We would return to Saigon from these weekly trips to the orphanages with fifteen to twenty critically ill infants, often losing a child on the way. These infants had no identity - they were abandoned as newborns and background information was simply unknown child, born of unknown parents, and abandoned. A death certificate for such an infant would read - anonymous. At our center, our medical staff would admit these abandoned infants with a complete medical examination and at this time they would be assigned a "nursery name." To us, the giving of this name symbolized for the first time the individuality of this child.

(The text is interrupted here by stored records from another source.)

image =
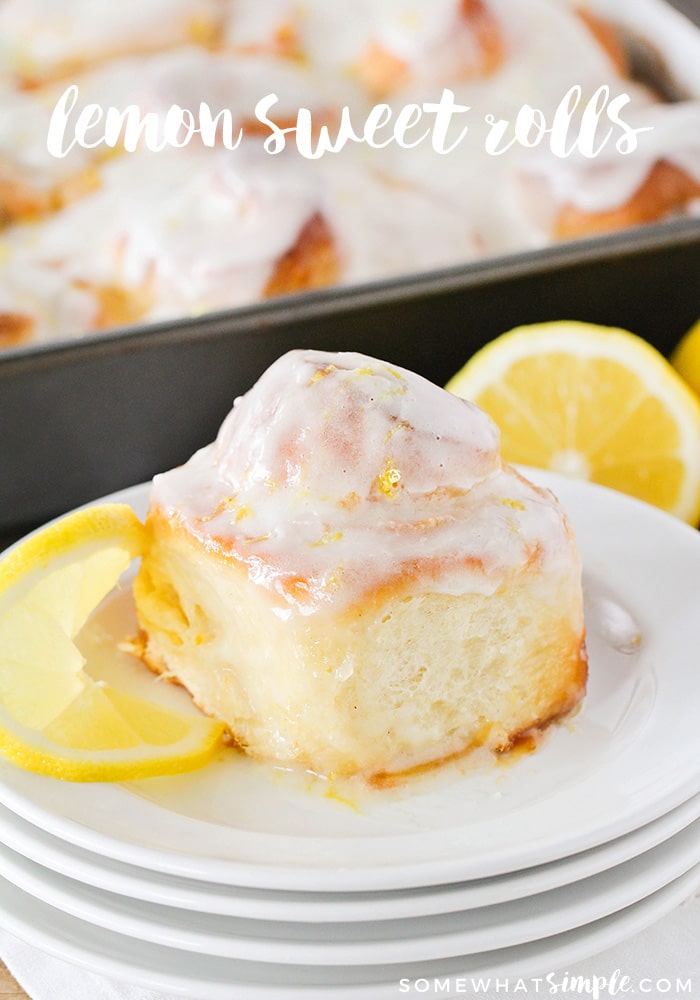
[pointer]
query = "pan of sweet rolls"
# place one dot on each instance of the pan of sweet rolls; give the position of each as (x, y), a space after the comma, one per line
(142, 289)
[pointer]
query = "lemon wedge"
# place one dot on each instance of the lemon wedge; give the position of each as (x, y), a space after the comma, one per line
(54, 718)
(594, 402)
(686, 358)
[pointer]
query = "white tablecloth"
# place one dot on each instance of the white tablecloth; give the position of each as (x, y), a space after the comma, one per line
(662, 961)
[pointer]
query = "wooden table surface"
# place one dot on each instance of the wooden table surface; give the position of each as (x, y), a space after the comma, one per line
(9, 990)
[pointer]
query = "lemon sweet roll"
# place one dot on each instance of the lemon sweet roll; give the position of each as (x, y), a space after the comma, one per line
(354, 582)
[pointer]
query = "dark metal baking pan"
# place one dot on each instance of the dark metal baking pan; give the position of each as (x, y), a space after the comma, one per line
(80, 419)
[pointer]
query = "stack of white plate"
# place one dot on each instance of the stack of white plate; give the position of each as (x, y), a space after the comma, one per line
(243, 881)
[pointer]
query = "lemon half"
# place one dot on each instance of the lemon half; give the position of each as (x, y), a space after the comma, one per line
(594, 402)
(54, 718)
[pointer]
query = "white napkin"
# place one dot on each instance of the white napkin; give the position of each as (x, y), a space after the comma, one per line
(666, 953)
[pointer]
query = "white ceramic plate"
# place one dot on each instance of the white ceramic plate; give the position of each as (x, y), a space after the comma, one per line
(629, 756)
(186, 974)
(310, 907)
(370, 942)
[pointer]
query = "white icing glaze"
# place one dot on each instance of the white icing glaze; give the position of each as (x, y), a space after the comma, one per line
(201, 227)
(338, 474)
(41, 36)
(607, 181)
(182, 220)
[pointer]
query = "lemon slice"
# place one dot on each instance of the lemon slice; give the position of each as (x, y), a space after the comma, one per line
(54, 718)
(593, 402)
(686, 358)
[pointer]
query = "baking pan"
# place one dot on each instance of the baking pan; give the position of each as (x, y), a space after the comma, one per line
(79, 419)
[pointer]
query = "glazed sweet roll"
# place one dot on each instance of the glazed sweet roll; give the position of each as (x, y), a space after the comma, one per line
(580, 196)
(352, 580)
(200, 229)
(385, 47)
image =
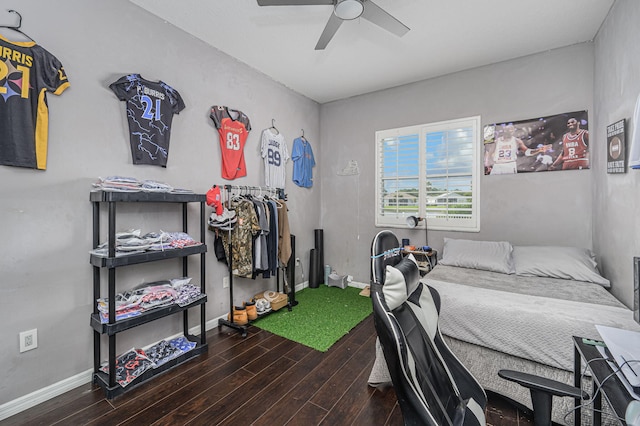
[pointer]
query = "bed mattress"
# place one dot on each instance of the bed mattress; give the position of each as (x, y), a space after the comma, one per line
(532, 318)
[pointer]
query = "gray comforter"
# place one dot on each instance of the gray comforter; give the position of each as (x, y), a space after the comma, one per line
(529, 317)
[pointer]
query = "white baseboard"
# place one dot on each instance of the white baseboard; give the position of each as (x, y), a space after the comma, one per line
(18, 405)
(25, 402)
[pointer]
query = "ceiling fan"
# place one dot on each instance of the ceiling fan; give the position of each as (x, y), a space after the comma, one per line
(346, 10)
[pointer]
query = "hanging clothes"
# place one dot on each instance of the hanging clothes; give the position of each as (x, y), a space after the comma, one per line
(276, 154)
(242, 235)
(260, 257)
(303, 163)
(284, 233)
(272, 239)
(24, 116)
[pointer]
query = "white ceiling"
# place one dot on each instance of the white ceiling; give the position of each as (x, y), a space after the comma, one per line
(446, 36)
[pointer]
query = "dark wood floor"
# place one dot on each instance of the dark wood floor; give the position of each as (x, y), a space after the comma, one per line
(262, 379)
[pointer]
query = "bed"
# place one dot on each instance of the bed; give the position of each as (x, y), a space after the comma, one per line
(517, 307)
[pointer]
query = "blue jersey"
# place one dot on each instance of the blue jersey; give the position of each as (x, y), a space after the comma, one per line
(303, 163)
(150, 109)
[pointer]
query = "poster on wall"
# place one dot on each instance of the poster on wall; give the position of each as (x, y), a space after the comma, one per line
(616, 148)
(557, 142)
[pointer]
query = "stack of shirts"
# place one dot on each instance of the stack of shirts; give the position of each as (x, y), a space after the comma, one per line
(131, 242)
(129, 184)
(224, 221)
(145, 297)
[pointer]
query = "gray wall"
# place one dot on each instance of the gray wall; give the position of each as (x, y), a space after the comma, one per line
(551, 208)
(45, 216)
(616, 204)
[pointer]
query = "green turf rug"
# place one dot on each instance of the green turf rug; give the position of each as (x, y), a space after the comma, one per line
(322, 316)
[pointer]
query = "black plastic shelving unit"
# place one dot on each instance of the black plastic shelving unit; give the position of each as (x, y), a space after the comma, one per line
(110, 262)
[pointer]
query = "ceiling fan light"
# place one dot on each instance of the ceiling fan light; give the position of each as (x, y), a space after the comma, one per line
(348, 9)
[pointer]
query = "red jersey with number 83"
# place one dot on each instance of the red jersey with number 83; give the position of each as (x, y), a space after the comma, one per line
(233, 127)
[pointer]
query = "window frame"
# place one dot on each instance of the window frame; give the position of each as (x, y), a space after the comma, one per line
(421, 130)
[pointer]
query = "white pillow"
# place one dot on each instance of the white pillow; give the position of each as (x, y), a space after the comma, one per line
(570, 263)
(395, 286)
(486, 255)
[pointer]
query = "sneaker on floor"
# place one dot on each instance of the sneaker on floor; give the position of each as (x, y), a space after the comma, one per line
(252, 311)
(239, 315)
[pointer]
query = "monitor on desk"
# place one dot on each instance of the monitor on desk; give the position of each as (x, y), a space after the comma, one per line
(624, 347)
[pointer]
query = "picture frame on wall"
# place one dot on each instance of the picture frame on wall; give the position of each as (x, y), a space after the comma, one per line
(557, 142)
(616, 147)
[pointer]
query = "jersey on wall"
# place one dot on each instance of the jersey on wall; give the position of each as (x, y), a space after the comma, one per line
(276, 154)
(233, 127)
(150, 109)
(27, 73)
(303, 162)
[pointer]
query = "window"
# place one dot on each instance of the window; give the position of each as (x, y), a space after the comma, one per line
(432, 171)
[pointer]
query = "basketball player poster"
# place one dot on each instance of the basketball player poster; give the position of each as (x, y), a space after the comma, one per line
(557, 142)
(616, 148)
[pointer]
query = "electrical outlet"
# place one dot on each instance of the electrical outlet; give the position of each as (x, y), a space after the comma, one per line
(28, 340)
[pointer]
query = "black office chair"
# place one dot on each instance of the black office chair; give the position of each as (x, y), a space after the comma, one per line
(432, 386)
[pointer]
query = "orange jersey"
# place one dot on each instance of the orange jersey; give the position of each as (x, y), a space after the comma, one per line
(233, 135)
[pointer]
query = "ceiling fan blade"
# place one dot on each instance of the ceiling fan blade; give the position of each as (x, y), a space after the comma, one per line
(374, 13)
(329, 31)
(293, 2)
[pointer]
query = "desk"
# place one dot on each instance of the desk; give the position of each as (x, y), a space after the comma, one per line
(613, 390)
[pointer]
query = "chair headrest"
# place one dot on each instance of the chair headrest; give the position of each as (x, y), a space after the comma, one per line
(384, 251)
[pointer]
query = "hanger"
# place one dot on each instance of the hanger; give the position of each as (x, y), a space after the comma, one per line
(17, 28)
(273, 126)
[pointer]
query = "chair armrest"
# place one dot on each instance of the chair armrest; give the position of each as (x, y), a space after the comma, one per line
(543, 384)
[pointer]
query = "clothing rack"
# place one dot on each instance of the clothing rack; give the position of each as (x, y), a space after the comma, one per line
(255, 191)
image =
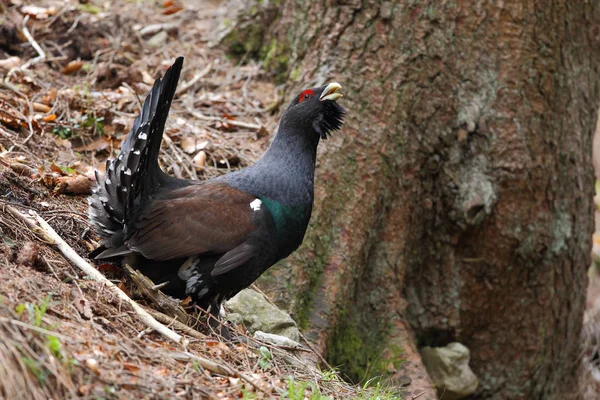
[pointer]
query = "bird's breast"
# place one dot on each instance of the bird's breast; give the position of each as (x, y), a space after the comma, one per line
(290, 223)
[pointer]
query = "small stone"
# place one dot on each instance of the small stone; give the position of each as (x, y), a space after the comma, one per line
(251, 309)
(276, 340)
(449, 370)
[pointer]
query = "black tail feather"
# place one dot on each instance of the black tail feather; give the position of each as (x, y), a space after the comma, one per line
(135, 173)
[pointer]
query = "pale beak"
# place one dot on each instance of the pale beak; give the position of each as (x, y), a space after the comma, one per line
(330, 92)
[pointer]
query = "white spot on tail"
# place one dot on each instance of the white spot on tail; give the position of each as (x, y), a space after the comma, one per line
(255, 205)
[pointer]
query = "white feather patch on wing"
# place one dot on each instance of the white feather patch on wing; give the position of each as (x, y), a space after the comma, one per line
(255, 205)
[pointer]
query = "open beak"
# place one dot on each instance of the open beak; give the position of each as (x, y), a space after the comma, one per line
(331, 92)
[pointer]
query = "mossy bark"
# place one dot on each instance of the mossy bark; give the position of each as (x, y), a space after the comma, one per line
(456, 205)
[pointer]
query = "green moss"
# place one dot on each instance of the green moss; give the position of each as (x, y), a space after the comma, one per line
(361, 352)
(320, 248)
(242, 42)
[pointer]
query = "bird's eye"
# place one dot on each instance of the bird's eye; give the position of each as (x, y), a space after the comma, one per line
(307, 94)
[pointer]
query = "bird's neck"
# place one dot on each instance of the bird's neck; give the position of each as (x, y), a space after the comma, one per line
(286, 171)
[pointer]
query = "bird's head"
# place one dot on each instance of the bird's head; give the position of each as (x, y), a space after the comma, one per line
(316, 110)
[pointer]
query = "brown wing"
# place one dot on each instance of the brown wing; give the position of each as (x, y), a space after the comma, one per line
(193, 220)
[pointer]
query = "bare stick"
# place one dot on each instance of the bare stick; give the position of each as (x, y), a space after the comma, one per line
(217, 368)
(52, 237)
(187, 85)
(225, 120)
(170, 321)
(41, 55)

It was at this time our struggle for the infant's life began - a struggle too often lost. Lost because at times, even in Saigon, there was a shortage of medical equipment and supplies. Lost because of the times we were turned away at the hospital's door with a critically ill infant in our arms. Lost because of lack of medicines, when we had tons of supplies hopelessly tied up in Customs. Lost because of Pneumosistis Carini, a disease rarely seen in the United States but a prime killer of the babies Viet Nam bore. Lost because in 1975, even though we had the medical knowledge, we were forced to use 1945 medical techniques. Lost because of poverty so severe that the newborn child was critically underweight and lacking almost any natural immunity. Lost because American-conquered diseases such as measles were killers of epidemic proportion in Viet Nam. Perhaps saddest of all were those children who were lost because they simply lacked the will to live.